Friday, 14 January 2005 - 10:00 AM

This presentation is part of: Trauma and Bereavement

Community-Based Response to Trauma : A Three-Part Study of a Successful Program

Robert Paulson, PhD, Louis de la Parte Florida Mental Health Institute, University of South Florida and Lenore Behar, PhD, Child and Family Program Strategies.

This oral paper presentation will report on the evaluation of a community based trauma intervention program for youth. The program success suggests that this type of program should be an essential component of children's services.

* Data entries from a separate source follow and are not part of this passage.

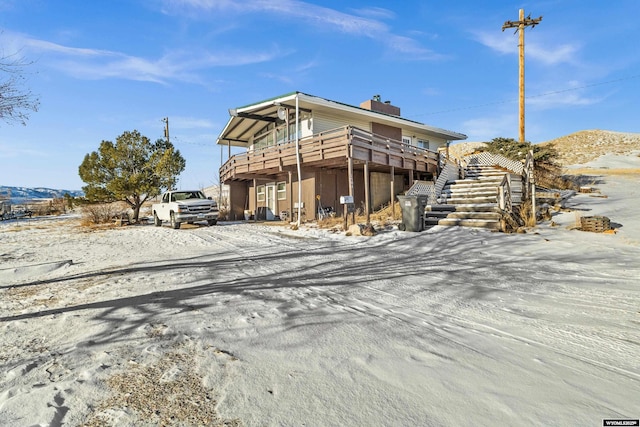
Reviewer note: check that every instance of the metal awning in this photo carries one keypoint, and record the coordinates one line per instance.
(246, 121)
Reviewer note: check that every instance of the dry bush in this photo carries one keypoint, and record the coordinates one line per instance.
(550, 176)
(223, 214)
(525, 216)
(101, 213)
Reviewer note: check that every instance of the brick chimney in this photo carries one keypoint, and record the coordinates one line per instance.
(375, 104)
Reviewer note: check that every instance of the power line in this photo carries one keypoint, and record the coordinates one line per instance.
(555, 92)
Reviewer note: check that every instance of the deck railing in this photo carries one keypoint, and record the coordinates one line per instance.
(335, 143)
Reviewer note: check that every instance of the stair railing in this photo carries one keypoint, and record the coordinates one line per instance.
(528, 177)
(450, 172)
(504, 194)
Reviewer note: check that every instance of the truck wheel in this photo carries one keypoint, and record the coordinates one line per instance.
(174, 224)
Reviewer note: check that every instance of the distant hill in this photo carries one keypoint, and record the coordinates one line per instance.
(22, 194)
(576, 148)
(587, 145)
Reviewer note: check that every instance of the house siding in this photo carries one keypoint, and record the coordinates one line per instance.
(324, 122)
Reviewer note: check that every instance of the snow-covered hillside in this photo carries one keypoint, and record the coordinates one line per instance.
(22, 194)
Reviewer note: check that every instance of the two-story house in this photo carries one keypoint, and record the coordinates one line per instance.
(304, 152)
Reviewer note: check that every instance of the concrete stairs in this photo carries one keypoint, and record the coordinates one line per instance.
(470, 202)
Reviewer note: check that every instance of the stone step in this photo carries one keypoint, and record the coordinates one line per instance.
(482, 207)
(476, 180)
(484, 174)
(470, 193)
(463, 215)
(476, 223)
(470, 185)
(472, 200)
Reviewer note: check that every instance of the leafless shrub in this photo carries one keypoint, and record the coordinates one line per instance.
(100, 213)
(223, 214)
(525, 214)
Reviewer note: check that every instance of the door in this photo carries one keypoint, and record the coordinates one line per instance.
(271, 201)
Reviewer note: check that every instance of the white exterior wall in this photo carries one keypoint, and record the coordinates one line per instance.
(324, 122)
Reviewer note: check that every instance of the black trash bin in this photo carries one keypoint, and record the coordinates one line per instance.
(412, 212)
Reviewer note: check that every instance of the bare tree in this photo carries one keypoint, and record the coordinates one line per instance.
(16, 102)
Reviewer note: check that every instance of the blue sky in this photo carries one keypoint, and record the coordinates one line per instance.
(103, 67)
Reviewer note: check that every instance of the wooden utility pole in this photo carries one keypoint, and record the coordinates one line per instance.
(520, 26)
(166, 128)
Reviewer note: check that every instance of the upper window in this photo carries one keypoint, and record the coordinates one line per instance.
(260, 193)
(282, 191)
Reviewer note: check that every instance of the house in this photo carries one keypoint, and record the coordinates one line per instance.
(304, 153)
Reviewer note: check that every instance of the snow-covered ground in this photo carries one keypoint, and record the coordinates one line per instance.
(260, 325)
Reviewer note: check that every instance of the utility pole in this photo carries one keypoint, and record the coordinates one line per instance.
(166, 128)
(520, 26)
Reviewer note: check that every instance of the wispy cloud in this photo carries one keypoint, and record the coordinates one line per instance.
(564, 98)
(362, 23)
(483, 129)
(508, 44)
(96, 64)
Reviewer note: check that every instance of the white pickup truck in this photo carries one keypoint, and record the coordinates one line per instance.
(185, 206)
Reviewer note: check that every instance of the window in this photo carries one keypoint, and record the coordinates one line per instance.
(282, 191)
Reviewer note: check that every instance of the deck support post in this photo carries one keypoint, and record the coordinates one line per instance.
(367, 208)
(255, 200)
(350, 165)
(393, 202)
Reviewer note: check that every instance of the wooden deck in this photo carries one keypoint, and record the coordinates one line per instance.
(330, 149)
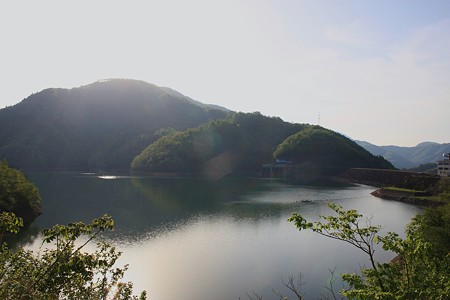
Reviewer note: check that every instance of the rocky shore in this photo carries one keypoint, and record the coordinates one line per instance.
(405, 196)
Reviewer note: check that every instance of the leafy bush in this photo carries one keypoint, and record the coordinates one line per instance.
(17, 194)
(421, 272)
(63, 270)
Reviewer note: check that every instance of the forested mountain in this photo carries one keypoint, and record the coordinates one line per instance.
(98, 126)
(243, 142)
(327, 150)
(409, 157)
(118, 123)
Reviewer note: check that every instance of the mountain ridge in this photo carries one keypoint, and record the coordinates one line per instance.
(409, 157)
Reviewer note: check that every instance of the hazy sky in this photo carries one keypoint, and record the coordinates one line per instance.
(374, 70)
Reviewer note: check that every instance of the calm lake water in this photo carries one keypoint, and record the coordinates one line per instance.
(199, 239)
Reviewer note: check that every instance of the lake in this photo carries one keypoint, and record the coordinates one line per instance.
(200, 239)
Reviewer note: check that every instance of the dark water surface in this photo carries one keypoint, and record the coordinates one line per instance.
(199, 239)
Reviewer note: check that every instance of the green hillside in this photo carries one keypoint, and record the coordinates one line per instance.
(327, 150)
(103, 125)
(243, 142)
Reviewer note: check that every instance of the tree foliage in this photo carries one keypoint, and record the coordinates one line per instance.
(62, 270)
(420, 273)
(17, 194)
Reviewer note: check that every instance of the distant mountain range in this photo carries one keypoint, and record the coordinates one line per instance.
(109, 124)
(409, 157)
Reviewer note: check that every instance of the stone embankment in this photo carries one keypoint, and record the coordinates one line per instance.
(406, 196)
(422, 184)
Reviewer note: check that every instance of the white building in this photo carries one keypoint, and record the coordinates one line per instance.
(444, 165)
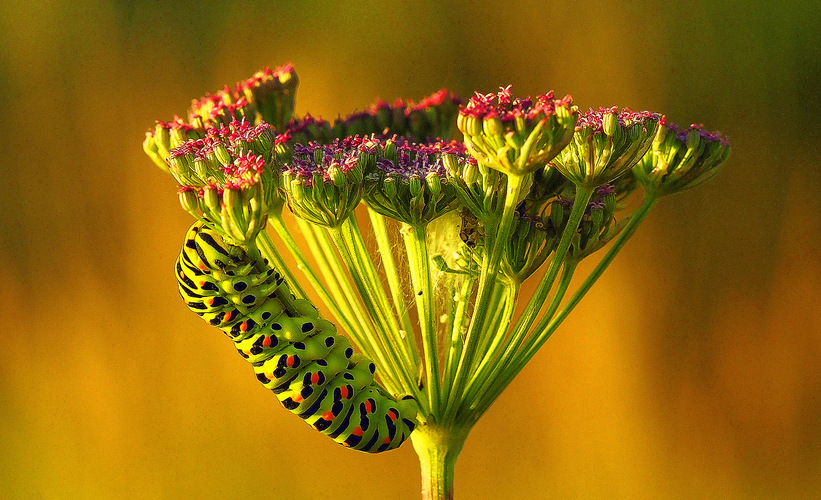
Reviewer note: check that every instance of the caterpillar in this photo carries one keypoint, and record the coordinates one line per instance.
(312, 370)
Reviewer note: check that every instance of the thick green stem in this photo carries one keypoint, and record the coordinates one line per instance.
(540, 296)
(483, 305)
(438, 448)
(540, 336)
(419, 262)
(270, 252)
(395, 357)
(380, 231)
(635, 220)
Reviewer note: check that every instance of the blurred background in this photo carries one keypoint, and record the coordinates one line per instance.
(690, 371)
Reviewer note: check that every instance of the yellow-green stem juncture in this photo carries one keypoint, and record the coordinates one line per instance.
(428, 289)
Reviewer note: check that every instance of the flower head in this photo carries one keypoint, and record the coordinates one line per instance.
(166, 136)
(272, 94)
(323, 183)
(681, 159)
(429, 120)
(409, 182)
(607, 143)
(516, 135)
(228, 178)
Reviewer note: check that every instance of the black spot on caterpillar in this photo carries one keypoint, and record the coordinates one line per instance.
(311, 369)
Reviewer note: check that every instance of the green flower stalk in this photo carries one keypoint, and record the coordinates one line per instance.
(431, 287)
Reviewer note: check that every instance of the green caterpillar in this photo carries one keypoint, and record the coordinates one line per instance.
(299, 356)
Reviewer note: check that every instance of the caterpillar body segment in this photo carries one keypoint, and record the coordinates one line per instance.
(312, 370)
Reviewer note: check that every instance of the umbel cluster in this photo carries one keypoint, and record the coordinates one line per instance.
(415, 223)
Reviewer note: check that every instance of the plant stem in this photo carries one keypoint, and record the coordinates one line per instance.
(438, 448)
(540, 336)
(417, 248)
(483, 305)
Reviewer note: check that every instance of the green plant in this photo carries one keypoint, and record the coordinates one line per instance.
(532, 188)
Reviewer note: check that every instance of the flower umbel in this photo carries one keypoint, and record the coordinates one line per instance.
(607, 144)
(680, 160)
(432, 288)
(516, 135)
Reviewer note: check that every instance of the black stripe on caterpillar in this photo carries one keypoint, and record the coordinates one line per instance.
(311, 369)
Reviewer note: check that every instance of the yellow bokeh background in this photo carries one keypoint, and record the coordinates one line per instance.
(691, 370)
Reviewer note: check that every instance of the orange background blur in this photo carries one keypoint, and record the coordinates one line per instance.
(690, 371)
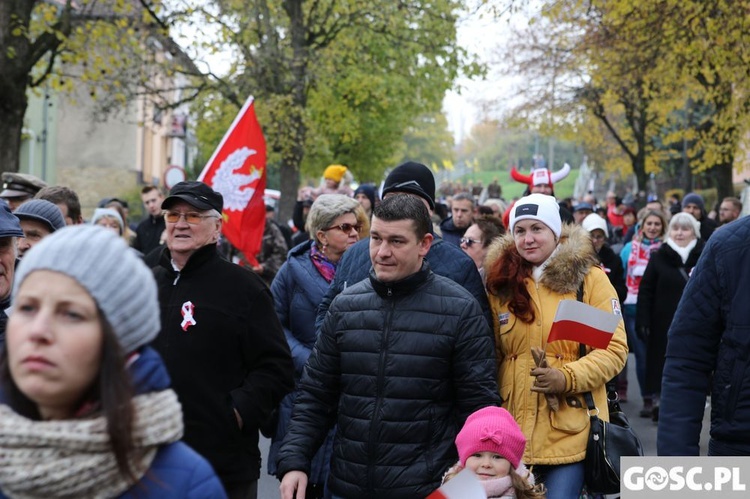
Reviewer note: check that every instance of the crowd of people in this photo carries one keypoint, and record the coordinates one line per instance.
(385, 340)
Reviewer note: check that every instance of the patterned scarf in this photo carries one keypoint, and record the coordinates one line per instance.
(640, 253)
(325, 267)
(72, 458)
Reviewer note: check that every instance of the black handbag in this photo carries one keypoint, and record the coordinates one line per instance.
(608, 442)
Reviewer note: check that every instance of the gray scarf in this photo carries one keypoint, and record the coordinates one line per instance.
(72, 458)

In communities across the country, traumatic events occur, whether these events are described as family violence, violence in the school or community, homicides or suicides, natural disasters, or acts of terrorism. When a traumatic event takes place within a community, a normal stress response occurs to those who are exposed. One of the most vulnerable populations in the community is its children and youth. The Community Services Program (CSP) at the Arbour Trauma Center in Boston has developed a conceptual and practice framework for responding to such events. The interventions are designed to help the children and youth, their families, their teachers, and their neighbors through their responses to trauma, fostering strength and safety, and preventing traumatic situations from having lifelong, negative effects. The interventions follow a set of protocols designed 1) to provide support; and 2) to identify internal and external resources that can augment normal recovery over a normal period of time, relying on the children and youths’ strengths and capacity to adapt. The protocols are highly structured, phase-oriented, and developmentally tailored. The protocols also screen for those children and youth who will require more intensive interventions and/or treatment.

An important element of CSP’s intervention strategy is the development of a broad network of helpers from the community to play a central role in the resolution and recovery from trauma. These helpers are the local “experts” that include practicing clinicians, teachers and other school personnel, community youth workers and others who can have a healing role.

The evaluation consisted of three main components. Structured interviews were conducted with 29 community leaders/stakeholders to gather their views of the program, its impact on individuals and communities, and its quality. A review was done of 63 randomly selected cases (25%) of the 250 case records of interventions with individuals and community groups experiencing traumatic events to assess the breadth and depth of the interventions, the manpower and time required, and the effectiveness of the interventions.

In-depth structured interviews were conducted with 55 randomly selected licensed professionals, school personnel and community workers who participated, over the past 4 years, in training to learn how to provide interventions at the time of traumatic events.

Results indicated that the program had a substantial impact on communities in dealing with traumatic events and prepared communities for future trauma events. Respondents and case records indicated that the program had responded to a wide variety of traumas but the greatest number were homicides and suicides. They served a wide variety of ethnic groups and provided numerous interventions around one incident which served the particular needs of that community.

A critical finding was that schools and communities felt much better prepared to intervene in future traumatic events. This suggests that such programs would be an important addition to the services provided for children.